解決
「これが御神木……」
そこにはこの世のものとは思えない不思議な空気を纏った木がそびえ立っていた。
「じゃあリリカ、シェリル、お願い」
「ええ」
「仕方ないわね」
そう言って、神木にリリカは神力を、シェリルは聖魔法を当てる。すると神木は白い光を帯びて輝き始めた。そこに男神が触れると、男神もまた白い光を帯び、神木と男神が一体化しているかのようなものを感じる。
「うん、ありがとう。これで帰れるよ」
「ねぇ。約束、守ってもらうわよ」
シェリルが男神に向けて、そう発する。
「うん?」
「願い、叶えてくれるんでしょ?」
「ああ、もちろんだよ。約束だからね。何を望む?」
「そうね……。もし元の世界に帰りたい、って言っても叶えてくれるのかしら?」
「うん、もちろん、叶えてあげられるよ」
元の世界……。帰ろうなんて考えたことすらなかったわ。無理だって思って考えないようにしてたのもあるけど、この世界ってなんだかんだ楽しいのよね。娯楽は少ないけれど。
「……いいえ、止めておくわ。帰っても碌なことないもの」
聖女様? 前世で何かあったのかしら。
だとしたら帰りたくないと思うのも当然だろう。聖女である以上、国からは丁重に扱われ、公務さえきちんと行えば、あとは自由な生活を送ることが出来る。
「だからそうねぇ。良縁でもお願いしておこうかしら」
前世では縁には恵まれなかったし。
「私も素敵な男性と出会いたいわ」
「いいよ〜」
軽っ。
「本当に叶えてくれるのよね?」
シェリルは男神のあまりの軽さに信じられず、思わず尋ねた。
「うん。期待して待っててよ」
自信満々といった感じで男神は告げる。
「で、リリカはどうする?」
「えっと……貴方って植物の神様よね?」
「うん、そうだね」
「だったら、私の育ててる茶葉がたくさん収穫出来るようにお願いするわ」
「了解。任せてよ」
これで一生、茶葉には困らないわね。
そう思い、リリカは心の中で喜んだ。
リリカらしい願い事だね。
とレイリックは笑顔で見ていた。
「おっと、時間だ。じゃあね〜」
そう言うと男神は手を振りながら、光の中に消えていった。
その後、シェリルはウェルディ聖王国へと帰還することになった。
「じゃあ、私は帰るわ」
「ええ。またお会いしましょう、聖女様」
「またって……ホント、お人好しよね」
「そうでしょうか?」
「そうよ。あと、聖女じゃなくてシェリルよ」
「!! はい、シェリル様」
「敬称なんて要らないわよ、今更。あと敬語も要らないから」
「っそうね、シェリル。
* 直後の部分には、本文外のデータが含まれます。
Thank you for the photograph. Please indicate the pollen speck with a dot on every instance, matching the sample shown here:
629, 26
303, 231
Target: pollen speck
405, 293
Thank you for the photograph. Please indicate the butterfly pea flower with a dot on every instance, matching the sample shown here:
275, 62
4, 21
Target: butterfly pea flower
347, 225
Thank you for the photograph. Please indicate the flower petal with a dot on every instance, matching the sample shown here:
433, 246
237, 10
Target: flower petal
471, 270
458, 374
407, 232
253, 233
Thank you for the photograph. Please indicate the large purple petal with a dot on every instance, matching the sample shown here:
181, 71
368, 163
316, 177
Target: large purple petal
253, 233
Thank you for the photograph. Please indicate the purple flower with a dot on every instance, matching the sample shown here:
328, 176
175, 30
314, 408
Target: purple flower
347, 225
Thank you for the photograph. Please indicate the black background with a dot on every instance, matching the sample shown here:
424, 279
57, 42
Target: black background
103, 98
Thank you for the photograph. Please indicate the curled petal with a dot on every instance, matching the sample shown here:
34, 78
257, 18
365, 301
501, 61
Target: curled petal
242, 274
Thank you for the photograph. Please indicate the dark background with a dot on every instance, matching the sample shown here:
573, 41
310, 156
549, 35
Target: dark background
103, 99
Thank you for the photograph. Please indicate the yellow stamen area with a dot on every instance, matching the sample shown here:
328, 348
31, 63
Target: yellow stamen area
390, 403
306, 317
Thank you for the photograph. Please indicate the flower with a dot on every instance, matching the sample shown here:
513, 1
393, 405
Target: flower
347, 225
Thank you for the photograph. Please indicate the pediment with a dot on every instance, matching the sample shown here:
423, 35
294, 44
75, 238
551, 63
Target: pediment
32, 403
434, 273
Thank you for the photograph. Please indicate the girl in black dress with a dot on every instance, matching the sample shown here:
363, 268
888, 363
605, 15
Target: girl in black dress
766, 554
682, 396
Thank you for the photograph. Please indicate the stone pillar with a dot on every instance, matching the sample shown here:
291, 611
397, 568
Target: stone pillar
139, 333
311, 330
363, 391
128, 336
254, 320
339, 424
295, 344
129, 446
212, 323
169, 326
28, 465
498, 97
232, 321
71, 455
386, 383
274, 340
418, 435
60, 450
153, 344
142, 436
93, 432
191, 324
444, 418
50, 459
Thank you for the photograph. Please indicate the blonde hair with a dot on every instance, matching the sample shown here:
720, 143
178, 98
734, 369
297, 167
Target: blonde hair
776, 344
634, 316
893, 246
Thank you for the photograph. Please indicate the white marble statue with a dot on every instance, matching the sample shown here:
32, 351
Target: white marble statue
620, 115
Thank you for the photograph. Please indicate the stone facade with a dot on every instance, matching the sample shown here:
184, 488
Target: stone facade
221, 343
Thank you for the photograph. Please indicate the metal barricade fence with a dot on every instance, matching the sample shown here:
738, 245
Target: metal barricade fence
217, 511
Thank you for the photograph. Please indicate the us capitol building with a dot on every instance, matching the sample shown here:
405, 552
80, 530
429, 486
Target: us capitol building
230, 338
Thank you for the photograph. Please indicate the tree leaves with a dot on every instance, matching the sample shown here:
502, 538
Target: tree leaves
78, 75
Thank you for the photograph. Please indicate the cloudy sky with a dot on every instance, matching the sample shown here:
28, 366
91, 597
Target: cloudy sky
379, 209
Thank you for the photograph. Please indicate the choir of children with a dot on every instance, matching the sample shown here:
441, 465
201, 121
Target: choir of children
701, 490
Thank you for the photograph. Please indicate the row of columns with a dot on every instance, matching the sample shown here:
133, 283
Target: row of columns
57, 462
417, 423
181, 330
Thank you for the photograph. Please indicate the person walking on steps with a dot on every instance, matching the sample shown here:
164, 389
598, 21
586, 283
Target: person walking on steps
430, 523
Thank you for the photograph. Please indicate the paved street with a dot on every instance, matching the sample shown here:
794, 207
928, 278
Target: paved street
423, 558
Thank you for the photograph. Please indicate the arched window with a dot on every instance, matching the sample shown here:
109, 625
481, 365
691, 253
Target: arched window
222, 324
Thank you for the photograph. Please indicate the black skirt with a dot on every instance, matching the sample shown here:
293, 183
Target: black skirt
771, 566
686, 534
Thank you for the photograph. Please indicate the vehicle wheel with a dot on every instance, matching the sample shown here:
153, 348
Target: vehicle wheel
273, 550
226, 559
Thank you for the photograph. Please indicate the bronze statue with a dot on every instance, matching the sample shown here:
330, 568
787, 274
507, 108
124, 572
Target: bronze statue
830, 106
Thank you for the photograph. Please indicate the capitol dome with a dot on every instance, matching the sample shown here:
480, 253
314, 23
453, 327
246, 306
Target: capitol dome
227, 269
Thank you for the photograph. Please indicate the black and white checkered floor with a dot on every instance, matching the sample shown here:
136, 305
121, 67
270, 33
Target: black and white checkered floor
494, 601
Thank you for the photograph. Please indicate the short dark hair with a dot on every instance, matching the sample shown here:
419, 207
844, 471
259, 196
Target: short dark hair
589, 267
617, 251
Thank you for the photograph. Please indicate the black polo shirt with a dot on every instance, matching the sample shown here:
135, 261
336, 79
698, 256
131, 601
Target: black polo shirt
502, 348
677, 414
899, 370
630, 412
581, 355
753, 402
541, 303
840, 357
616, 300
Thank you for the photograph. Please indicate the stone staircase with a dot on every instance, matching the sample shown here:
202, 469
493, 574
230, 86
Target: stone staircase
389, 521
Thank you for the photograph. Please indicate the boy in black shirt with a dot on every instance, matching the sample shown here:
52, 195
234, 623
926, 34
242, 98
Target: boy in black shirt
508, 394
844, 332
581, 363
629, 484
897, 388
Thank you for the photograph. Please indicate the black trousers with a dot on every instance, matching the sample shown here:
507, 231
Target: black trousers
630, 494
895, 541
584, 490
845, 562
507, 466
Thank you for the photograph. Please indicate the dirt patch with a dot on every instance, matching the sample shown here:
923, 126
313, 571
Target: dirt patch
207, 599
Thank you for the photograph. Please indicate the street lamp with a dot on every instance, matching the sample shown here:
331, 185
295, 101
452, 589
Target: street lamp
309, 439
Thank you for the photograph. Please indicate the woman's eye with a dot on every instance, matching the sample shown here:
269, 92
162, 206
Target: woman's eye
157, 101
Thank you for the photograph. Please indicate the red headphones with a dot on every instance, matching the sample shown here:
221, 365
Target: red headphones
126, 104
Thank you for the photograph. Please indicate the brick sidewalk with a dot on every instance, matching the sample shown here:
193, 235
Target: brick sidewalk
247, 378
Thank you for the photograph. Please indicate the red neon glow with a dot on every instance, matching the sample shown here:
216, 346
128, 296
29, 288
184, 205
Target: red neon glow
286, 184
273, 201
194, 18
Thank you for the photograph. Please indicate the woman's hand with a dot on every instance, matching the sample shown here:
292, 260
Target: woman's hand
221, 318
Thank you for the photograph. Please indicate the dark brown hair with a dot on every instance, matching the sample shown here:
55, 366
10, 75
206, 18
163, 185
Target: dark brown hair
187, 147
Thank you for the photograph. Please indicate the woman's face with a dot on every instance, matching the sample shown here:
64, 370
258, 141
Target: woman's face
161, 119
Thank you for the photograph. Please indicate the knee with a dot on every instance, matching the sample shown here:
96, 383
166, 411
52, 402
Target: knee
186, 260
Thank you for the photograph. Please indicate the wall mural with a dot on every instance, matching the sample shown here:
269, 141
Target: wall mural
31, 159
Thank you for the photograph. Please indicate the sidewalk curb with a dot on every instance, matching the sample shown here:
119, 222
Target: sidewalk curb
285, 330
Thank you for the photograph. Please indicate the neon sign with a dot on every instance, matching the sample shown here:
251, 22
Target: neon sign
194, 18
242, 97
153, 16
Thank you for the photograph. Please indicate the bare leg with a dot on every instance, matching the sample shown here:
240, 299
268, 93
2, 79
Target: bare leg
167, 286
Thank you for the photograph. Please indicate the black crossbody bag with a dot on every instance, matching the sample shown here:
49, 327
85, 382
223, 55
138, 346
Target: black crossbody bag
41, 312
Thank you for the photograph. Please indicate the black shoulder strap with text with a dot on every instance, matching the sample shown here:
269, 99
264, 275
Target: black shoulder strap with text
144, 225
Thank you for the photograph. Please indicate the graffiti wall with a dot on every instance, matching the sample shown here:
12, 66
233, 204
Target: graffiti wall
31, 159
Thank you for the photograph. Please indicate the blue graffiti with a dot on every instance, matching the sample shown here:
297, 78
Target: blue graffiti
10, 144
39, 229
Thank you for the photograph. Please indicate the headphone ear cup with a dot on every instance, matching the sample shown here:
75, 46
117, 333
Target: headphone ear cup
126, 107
なら私のこともリリカって呼んでちょうだい」
「っ分かったわよ……リリカ」
どうしてまた仲良くなるかな?
傍から見ていたレイリックは疑問に思った。
ホントつくづくお人好しだよ、僕の可愛い婚約者は。まあそんなところも好きだけど。
「シェリル、今度は遊びに来て。歓迎するわ」
「っ仕方ないわね。いつか遊びに行ってあげるわよ。……楽しみにしてるわ」
とボソッと最後に小声で呟いた。
そして別れを告げると、シェリルは王宮を去って行った。